En proie à sa mégalomanie, le chef de l’Etat est même allé lundi soir jusqu’à plagier Clemenceau en déclarant – d’une manière assez cynique, il faut bien le dire –, à propos des personnels soignants, qu’« ils ont des droits sur nous ». Ce qui est tout à fait vrai, mais a quand même de quoi choquer de la part d’un président qui leur promet depuis des mois (et leur a encore promis lundi) ces fameux masques de protection dont ils manquent cruellement.
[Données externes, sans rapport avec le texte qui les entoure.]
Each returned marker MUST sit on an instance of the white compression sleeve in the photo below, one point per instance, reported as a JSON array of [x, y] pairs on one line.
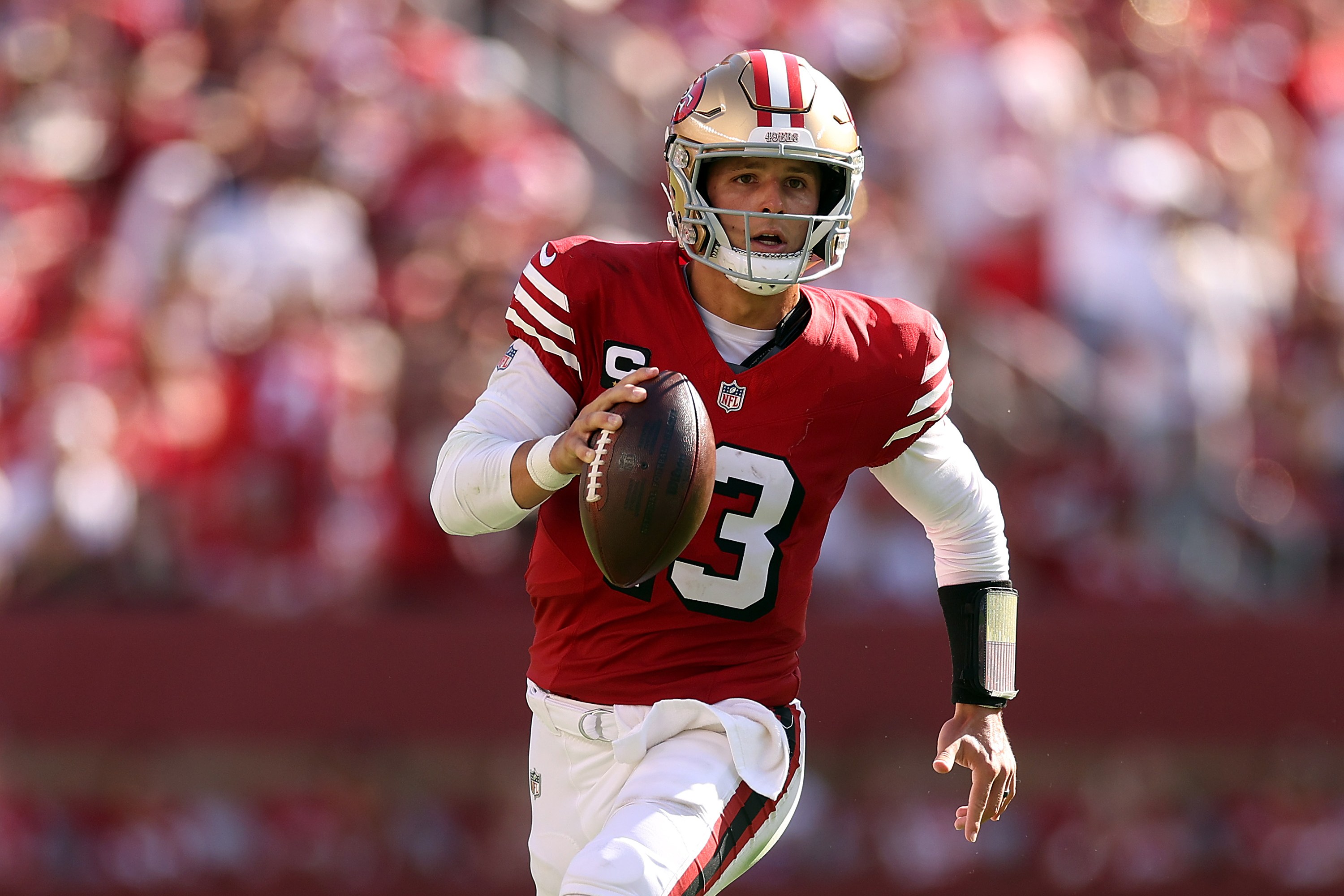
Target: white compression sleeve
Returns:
[[472, 492], [940, 482]]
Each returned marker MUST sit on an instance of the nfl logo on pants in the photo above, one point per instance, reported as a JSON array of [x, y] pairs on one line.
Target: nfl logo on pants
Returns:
[[732, 396]]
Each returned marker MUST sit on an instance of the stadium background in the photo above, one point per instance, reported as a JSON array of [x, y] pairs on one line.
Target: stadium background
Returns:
[[253, 265]]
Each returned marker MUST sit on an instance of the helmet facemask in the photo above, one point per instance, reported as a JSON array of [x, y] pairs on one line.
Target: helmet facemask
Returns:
[[702, 236]]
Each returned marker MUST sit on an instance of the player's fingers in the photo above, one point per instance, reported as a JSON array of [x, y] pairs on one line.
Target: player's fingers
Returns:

Assez curieusement, d’ailleurs, chacun aura pu noter dimanche que les assesseurs des bureaux de vote, eux, en avaient été largement dotés… Bref, parmi les autres mesures annoncées lundi par Macron, on retiendra encore le recours à l’armée, dont les personnels aideront d’une part « à déplacer les malades des régions les plus affectées » afin de « réduire la congestion » des hôpitaux dans les zones les plus lourdement touchées par le coronavirus, et déploieront d’autre part « dans les jours à venir en Alsace » un « hôpital de campagne ». Par ailleurs, Macron a également annoncé la suspension de « toutes les réformes en cours », à commencer celle des retraites, l’adoption prochaine d’« un dispositif exceptionnel de report de charges fiscales et sociales, de soutien ou report d’échéances bancaires et de garanties de l’Etat à hauteur de 300 milliards d’euros pour tous les prêts bancaires contractés auprès des banques », ainsi que la mise en place d’un fonds de solidarité pour les entrepreneurs, commerçants et artisans, qui sera « abondé par l’Etat ».